Tras años de sangrientos enfrentamientos, miles de afganos celebraron ayer en varias provincias el éxito del alto el fuego en su segundo día y salieron a las calles para pedir su extensión.

“Para respetar los deseos de la población y apoyar sus demandas de paz, ordeno a las fuerzas de seguridad y defensa que prolonguen el alto el fuego desde el cuarto día del Eid (celebración del fin del Ramadán)”, ordenó Ghani en un discurso televisado, sin especificar por cuánto tiempo estará en vigor la medida.

“También pedimos a los talibanes que extiendan su alto el fuego”, agregó el mandatario, citado por la agencia de noticias DPA.

La semana pasada el Ejecutivo afgano anunció unilateralmente un alto el fuego contra ese grupo insurgente, luego que unos 2.000 ulemas -doctores de la ley islámica- emitieran un pronunciamiento en el que declaraban “ilegítimo” el conflicto.
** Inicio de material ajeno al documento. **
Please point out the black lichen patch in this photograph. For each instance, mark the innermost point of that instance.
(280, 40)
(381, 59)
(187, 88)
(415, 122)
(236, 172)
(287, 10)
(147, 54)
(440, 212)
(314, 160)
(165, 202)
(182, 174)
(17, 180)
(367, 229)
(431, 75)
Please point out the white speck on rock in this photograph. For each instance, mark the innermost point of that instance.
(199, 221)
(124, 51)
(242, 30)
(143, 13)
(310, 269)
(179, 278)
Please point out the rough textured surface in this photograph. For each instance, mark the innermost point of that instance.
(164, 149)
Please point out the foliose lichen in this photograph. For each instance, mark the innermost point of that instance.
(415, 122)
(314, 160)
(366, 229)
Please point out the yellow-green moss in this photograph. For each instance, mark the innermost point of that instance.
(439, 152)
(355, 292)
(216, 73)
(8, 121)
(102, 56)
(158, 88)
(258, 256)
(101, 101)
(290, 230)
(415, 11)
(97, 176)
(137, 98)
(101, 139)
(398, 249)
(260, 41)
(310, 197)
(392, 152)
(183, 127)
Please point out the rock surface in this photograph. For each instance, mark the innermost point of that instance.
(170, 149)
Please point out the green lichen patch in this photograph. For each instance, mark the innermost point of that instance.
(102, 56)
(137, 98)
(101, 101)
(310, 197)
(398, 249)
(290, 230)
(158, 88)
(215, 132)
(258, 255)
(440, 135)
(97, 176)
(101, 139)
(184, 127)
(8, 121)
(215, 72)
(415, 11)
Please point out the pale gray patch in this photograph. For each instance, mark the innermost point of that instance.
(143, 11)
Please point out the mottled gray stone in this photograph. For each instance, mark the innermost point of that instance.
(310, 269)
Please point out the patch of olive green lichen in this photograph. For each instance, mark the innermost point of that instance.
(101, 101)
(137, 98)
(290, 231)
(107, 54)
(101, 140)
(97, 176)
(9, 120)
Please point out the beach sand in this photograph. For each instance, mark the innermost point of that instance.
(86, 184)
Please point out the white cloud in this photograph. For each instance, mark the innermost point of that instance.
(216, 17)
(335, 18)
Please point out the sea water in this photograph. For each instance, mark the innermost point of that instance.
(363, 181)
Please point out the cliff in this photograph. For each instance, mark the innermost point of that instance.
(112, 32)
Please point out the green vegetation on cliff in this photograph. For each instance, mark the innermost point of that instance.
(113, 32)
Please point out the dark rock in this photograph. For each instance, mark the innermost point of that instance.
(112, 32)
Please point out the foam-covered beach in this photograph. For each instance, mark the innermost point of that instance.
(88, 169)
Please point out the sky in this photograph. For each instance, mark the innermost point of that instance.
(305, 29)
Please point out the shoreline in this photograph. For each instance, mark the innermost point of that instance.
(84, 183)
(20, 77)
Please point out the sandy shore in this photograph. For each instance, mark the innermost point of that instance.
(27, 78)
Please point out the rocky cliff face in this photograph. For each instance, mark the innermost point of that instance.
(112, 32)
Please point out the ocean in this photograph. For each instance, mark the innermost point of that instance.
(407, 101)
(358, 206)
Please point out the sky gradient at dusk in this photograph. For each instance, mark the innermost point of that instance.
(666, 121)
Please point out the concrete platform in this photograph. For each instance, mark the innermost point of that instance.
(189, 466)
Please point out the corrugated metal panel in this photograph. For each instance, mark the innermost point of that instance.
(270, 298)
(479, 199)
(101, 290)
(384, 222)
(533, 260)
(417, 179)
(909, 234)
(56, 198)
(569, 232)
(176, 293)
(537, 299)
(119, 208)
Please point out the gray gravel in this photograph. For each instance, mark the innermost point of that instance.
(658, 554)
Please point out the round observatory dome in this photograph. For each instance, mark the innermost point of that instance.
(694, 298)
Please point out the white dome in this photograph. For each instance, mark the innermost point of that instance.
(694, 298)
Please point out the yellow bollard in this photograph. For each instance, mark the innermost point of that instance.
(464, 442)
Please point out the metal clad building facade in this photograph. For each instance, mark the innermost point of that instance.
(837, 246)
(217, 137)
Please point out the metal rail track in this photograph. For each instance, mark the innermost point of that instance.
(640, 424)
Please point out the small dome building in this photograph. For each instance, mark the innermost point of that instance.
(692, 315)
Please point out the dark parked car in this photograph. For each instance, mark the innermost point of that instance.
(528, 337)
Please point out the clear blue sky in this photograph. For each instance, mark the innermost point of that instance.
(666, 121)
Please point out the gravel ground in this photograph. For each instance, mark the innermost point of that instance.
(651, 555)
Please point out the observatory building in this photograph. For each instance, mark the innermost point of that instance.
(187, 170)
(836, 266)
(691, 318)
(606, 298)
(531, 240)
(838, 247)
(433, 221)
Dos días más tarde, los talibanes anunciaron una tregua de tres días con motivo de la festividad del Eid al-Fitr o festividad del final de mes sagrado de Ramadán, que comenzó en la medianoche del viernes. En su discurso, Ghani afirmó que los prisioneros talibanes podrán ver a sus familias, a la vez que se brindará ayuda humanitaria y asistencia médica a los heridos.

“Estamos preparados para unas negociaciones de paz exhaustivas y estamos dispuestos a debatir todos esos asuntos y demandas que han sido compartidos por los talibanes durante el diálogo de paz”, señaló el mandatario, quien precisó que la oferta incluye hablar sobre el “futuro” de las tropas internacionales.
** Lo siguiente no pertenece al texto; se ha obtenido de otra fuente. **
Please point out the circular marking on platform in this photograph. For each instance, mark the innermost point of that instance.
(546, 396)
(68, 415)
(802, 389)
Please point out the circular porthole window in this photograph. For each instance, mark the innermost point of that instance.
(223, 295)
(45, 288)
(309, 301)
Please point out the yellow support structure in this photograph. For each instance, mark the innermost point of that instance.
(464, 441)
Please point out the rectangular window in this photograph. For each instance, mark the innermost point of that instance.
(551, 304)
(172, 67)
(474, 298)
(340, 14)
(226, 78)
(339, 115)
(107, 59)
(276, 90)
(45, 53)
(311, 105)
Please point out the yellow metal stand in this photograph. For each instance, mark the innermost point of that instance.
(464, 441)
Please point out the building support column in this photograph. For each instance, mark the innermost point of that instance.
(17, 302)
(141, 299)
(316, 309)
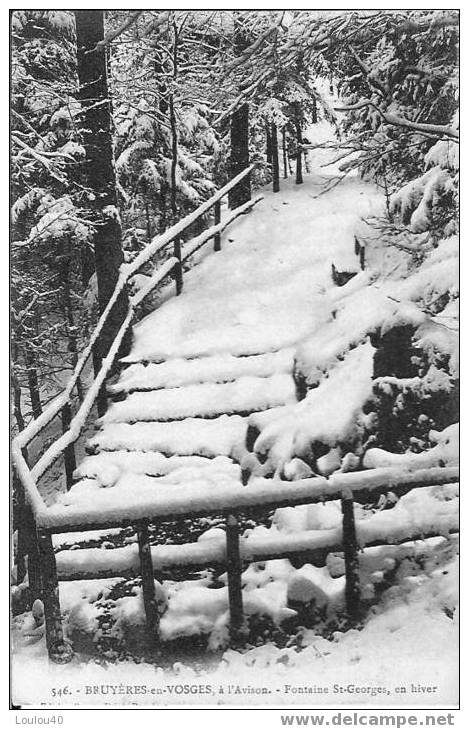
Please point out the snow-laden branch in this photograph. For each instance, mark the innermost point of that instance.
(439, 130)
(254, 46)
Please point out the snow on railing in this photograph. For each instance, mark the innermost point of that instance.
(258, 495)
(77, 423)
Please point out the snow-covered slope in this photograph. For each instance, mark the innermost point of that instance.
(265, 366)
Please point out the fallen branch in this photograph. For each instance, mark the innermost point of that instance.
(423, 127)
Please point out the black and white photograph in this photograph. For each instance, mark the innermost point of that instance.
(234, 360)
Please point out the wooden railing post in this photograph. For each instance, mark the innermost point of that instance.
(69, 452)
(352, 575)
(234, 569)
(59, 651)
(217, 238)
(362, 258)
(32, 547)
(21, 529)
(178, 266)
(148, 585)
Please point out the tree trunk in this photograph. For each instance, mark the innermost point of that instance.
(314, 117)
(174, 163)
(239, 158)
(148, 222)
(100, 176)
(268, 148)
(33, 384)
(68, 311)
(275, 162)
(299, 155)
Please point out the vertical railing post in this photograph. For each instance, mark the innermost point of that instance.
(362, 258)
(148, 584)
(59, 651)
(234, 569)
(352, 575)
(69, 452)
(178, 266)
(217, 239)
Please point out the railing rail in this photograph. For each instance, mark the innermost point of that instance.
(266, 494)
(74, 425)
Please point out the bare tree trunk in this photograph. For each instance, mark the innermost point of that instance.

En el marco de esta tregua, talibanes y soldados rezan desde el viernes en las mismas mezquitas, visitan las áreas gobernadas por la otra parte y hasta se hacen fotografías abrazándose que luego se viralizan en las redes sociales.

En Kabul, un gran número de talibanes entraron ayer tras dejar sus armas a las fuerzas de seguridad y el ministro de Interior, Wais Ahmad Barmak, se acercó a la entrada occidental de la capital para dar la bienvenida a los combatientes, sacándose con fotos con ellos.
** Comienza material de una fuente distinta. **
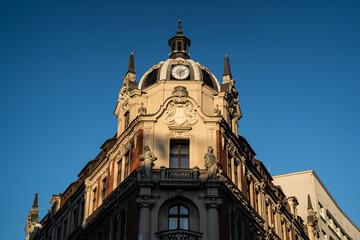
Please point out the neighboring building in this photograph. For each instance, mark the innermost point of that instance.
(176, 168)
(325, 219)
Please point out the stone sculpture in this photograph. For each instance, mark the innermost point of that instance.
(148, 159)
(211, 163)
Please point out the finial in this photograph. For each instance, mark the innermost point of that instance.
(309, 202)
(179, 27)
(131, 66)
(35, 204)
(227, 71)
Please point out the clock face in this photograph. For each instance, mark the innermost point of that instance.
(180, 72)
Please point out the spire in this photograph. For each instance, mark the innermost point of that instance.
(179, 44)
(179, 28)
(131, 66)
(35, 204)
(309, 203)
(227, 71)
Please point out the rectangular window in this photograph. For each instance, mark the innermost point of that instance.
(235, 174)
(324, 236)
(127, 164)
(119, 171)
(94, 199)
(321, 211)
(179, 153)
(103, 193)
(230, 159)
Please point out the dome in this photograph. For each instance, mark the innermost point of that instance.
(162, 72)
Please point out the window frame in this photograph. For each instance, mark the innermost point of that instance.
(179, 216)
(179, 143)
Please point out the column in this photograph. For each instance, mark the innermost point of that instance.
(212, 204)
(145, 201)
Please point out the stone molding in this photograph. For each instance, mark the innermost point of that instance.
(145, 201)
(212, 202)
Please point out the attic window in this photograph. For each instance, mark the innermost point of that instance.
(207, 79)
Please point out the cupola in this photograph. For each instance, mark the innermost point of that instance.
(179, 45)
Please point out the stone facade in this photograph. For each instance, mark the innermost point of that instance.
(177, 167)
(325, 219)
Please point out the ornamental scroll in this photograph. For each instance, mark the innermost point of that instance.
(180, 112)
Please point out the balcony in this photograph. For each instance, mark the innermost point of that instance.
(178, 177)
(178, 235)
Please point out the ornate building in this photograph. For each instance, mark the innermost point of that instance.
(176, 168)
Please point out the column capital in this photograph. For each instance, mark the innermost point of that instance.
(212, 202)
(145, 201)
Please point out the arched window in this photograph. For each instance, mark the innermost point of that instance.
(115, 228)
(179, 217)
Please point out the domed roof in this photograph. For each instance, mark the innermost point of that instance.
(162, 72)
(179, 55)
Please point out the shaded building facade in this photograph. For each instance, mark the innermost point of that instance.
(176, 167)
(324, 218)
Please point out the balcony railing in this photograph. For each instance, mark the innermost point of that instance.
(179, 176)
(178, 235)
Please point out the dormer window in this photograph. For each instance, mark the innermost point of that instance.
(94, 199)
(127, 119)
(104, 187)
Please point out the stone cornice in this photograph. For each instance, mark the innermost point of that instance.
(121, 191)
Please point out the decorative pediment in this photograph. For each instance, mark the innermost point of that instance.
(180, 112)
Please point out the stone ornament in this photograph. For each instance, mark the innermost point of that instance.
(142, 110)
(148, 159)
(212, 202)
(179, 134)
(211, 164)
(217, 111)
(180, 113)
(145, 201)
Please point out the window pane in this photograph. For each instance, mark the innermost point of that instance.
(183, 210)
(172, 223)
(174, 162)
(174, 149)
(184, 223)
(184, 149)
(173, 210)
(184, 162)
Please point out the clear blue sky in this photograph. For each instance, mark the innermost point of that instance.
(296, 66)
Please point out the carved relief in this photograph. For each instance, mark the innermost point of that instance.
(145, 201)
(211, 163)
(180, 113)
(147, 159)
(142, 110)
(212, 202)
(196, 70)
(211, 131)
(164, 68)
(180, 61)
(148, 128)
(217, 111)
(179, 134)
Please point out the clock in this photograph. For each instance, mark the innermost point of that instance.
(180, 72)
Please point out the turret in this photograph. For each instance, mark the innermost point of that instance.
(129, 80)
(179, 45)
(32, 219)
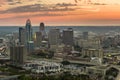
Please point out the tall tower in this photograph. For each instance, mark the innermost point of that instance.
(28, 31)
(42, 30)
(54, 36)
(22, 36)
(28, 35)
(17, 54)
(68, 37)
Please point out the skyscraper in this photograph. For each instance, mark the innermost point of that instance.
(85, 35)
(42, 30)
(22, 36)
(28, 36)
(28, 31)
(68, 37)
(17, 54)
(38, 39)
(54, 36)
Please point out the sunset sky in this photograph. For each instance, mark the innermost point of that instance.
(60, 12)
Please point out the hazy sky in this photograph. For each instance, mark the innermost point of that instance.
(60, 12)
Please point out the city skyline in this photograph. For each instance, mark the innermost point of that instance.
(63, 12)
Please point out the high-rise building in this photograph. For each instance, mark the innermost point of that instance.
(54, 36)
(28, 36)
(42, 30)
(22, 36)
(17, 54)
(28, 31)
(68, 37)
(85, 35)
(38, 39)
(30, 47)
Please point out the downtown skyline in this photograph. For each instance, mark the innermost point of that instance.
(63, 12)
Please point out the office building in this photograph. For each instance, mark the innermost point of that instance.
(42, 30)
(17, 54)
(54, 36)
(68, 37)
(30, 47)
(28, 31)
(85, 35)
(22, 36)
(38, 39)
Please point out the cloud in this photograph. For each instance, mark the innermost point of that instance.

Pese a este acercamiento sin precedentes en 17 años de conflicto, la jornada se vio empañada por un ataque del EI en la provincia oriental de Nangarhar, donde talibanes y civiles se habían reunido para celebrar el cese el fuego.

Afganistán atraviesa una de sus etapas más sangrientas tras el final de la misión de la OTAN en 2015, que sólo continúa en el país en tareas de adiestramiento y capacitación de las fuerzas afganas. (Télam)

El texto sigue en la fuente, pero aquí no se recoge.